La Risoluzione 1815 «riguardo alla valutazione di rischio e alle precauzioni» – raccomanda agli Stati membri del Consiglio d’Europa – «di fare valutazioni di rischio maggiormente orientate verso la prevenzione» (paragrafo 8.5 e 8.5.1).

In questo ambito s’inserisce l’iniziativa “ Liberi dal cellulare.
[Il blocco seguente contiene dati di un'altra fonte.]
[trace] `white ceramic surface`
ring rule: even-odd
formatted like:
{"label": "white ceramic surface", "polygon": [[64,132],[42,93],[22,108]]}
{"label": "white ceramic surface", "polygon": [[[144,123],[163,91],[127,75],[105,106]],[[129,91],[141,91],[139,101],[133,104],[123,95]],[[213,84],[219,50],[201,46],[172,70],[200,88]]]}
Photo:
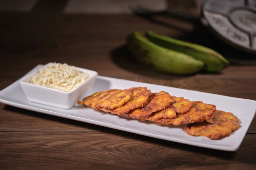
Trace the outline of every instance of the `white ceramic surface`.
{"label": "white ceramic surface", "polygon": [[[31,71],[37,70],[38,65]],[[115,115],[95,111],[85,106],[75,104],[70,109],[63,109],[30,102],[17,80],[0,91],[0,102],[23,109],[129,132],[153,138],[201,147],[229,151],[240,147],[256,111],[256,101],[164,86],[98,76],[88,95],[110,88],[126,89],[133,86],[146,86],[152,92],[164,91],[172,95],[191,101],[201,100],[213,104],[217,109],[231,112],[239,119],[240,128],[229,137],[219,140],[189,136],[183,126],[159,126],[149,121],[120,118]],[[85,96],[83,96],[83,98]],[[25,124],[25,122],[24,122]],[[171,145],[171,143],[170,145]]]}

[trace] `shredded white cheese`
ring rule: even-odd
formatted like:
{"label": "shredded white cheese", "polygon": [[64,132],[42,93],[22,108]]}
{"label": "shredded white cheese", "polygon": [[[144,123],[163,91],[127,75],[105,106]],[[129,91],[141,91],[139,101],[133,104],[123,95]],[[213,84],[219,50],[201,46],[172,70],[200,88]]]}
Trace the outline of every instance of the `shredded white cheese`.
{"label": "shredded white cheese", "polygon": [[85,73],[66,64],[54,63],[43,67],[32,77],[31,83],[65,92],[72,91],[89,78]]}

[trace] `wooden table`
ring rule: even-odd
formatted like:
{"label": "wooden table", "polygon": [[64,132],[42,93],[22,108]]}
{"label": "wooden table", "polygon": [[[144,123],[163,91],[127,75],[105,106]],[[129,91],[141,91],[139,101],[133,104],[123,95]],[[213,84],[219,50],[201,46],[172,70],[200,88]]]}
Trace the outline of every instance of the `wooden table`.
{"label": "wooden table", "polygon": [[[199,24],[160,24],[129,15],[0,14],[0,90],[38,64],[95,70],[101,76],[256,100],[256,56],[239,51]],[[125,48],[133,31],[198,43],[230,62],[219,73],[188,76],[149,71]],[[252,170],[256,118],[236,152],[162,140],[0,103],[0,169]]]}

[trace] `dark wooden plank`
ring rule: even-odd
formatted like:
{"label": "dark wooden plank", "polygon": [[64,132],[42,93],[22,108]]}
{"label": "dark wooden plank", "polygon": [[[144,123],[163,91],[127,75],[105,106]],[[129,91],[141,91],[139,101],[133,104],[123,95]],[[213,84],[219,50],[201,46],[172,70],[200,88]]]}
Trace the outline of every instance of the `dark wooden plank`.
{"label": "dark wooden plank", "polygon": [[255,139],[247,135],[237,152],[227,152],[119,132],[5,132],[0,162],[4,169],[250,170]]}

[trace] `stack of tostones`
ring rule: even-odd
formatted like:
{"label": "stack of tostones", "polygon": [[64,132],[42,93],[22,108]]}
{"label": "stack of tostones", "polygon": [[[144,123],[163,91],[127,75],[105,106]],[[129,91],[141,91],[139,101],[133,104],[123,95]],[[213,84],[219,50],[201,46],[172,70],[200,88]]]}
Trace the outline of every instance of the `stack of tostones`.
{"label": "stack of tostones", "polygon": [[157,125],[185,125],[184,130],[188,135],[211,139],[228,136],[240,126],[233,114],[216,110],[214,105],[191,102],[164,91],[152,93],[146,87],[102,91],[78,103],[120,117]]}

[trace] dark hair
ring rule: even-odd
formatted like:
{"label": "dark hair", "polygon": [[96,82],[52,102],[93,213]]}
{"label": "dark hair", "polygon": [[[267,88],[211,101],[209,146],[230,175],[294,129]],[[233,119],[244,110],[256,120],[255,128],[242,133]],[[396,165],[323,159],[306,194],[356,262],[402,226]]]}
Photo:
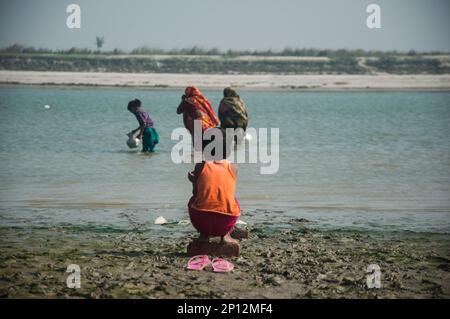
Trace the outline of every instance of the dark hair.
{"label": "dark hair", "polygon": [[135,107],[141,107],[141,101],[140,100],[134,99],[134,100],[128,102],[128,107],[127,107],[128,111],[131,111],[131,109],[135,108]]}
{"label": "dark hair", "polygon": [[223,96],[224,97],[239,97],[239,95],[236,93],[236,91],[233,90],[231,87],[226,87],[223,90]]}
{"label": "dark hair", "polygon": [[[222,159],[226,159],[228,158],[228,156],[230,156],[231,153],[231,145],[232,145],[232,136],[228,136],[226,133],[226,129],[224,128],[220,128],[220,127],[214,127],[214,128],[210,128],[208,130],[217,130],[218,132],[220,132],[218,134],[218,136],[216,135],[212,135],[211,139],[202,139],[202,151],[205,150],[205,147],[212,143],[216,138],[221,138],[222,139],[222,156],[219,157],[219,154],[216,155],[216,149],[214,148],[212,151],[212,156],[214,160],[222,160]],[[205,132],[207,132],[208,130],[206,130]],[[205,134],[205,132],[203,134]],[[227,140],[229,140],[227,142]],[[205,154],[203,154],[203,156],[205,157]]]}

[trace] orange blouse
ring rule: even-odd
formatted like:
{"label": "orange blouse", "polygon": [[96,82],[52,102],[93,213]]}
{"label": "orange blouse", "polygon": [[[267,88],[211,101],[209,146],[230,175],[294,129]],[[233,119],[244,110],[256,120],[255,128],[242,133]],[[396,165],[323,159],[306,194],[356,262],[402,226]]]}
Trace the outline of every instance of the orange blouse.
{"label": "orange blouse", "polygon": [[228,160],[205,162],[197,176],[197,195],[191,208],[229,216],[239,216],[234,192],[236,175]]}

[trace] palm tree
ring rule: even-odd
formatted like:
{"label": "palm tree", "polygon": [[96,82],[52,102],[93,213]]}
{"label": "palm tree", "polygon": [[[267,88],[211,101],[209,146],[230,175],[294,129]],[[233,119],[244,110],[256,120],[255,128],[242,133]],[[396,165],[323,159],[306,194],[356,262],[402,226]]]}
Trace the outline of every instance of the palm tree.
{"label": "palm tree", "polygon": [[96,36],[95,42],[97,43],[97,49],[100,50],[102,48],[103,44],[105,43],[105,37]]}

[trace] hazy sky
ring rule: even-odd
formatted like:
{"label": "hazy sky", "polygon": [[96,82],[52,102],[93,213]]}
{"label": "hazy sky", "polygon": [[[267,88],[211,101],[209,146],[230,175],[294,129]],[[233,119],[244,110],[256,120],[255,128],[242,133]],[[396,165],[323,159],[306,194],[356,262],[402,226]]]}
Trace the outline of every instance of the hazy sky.
{"label": "hazy sky", "polygon": [[[81,7],[68,29],[66,7]],[[381,7],[368,29],[366,7]],[[450,51],[449,0],[0,0],[0,47],[67,49],[199,45],[220,49],[362,48]]]}

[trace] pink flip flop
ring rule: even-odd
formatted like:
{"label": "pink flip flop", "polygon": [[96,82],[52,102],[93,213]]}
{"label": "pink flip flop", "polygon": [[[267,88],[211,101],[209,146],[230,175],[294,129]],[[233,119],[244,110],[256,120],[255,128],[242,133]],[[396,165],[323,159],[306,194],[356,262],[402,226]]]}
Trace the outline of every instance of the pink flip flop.
{"label": "pink flip flop", "polygon": [[209,264],[211,264],[211,259],[208,256],[197,255],[189,259],[186,268],[189,270],[203,270]]}
{"label": "pink flip flop", "polygon": [[222,258],[214,258],[212,261],[214,272],[230,272],[234,269],[234,265],[228,260]]}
Liberi di parlare”, divulgata il 20 aprile u.s. dal Comune di Udine,  e promossa dall’Associazione contro l’elettrosmog (A.C.E.) insieme al Comune, alla Confindustria e alla Confcommercio di Udine, con l’Associazione Albergatori Udinesi; rivolta a raccogliere adesioni tra i locali pubblici, che condividano il progetto “cell free”, ovvero predisporre proprie aree libere dallo squillo talora invadente, e dalle onde elettromagnetiche nel rispetto della salute. Si tratta non di una provocazione ma dell’esortazione ad usare la tecnologia con moderazione, adottando una valutazione orientata verso la prevenzione di un rischio che s’insinua in “modalità silenziosa”.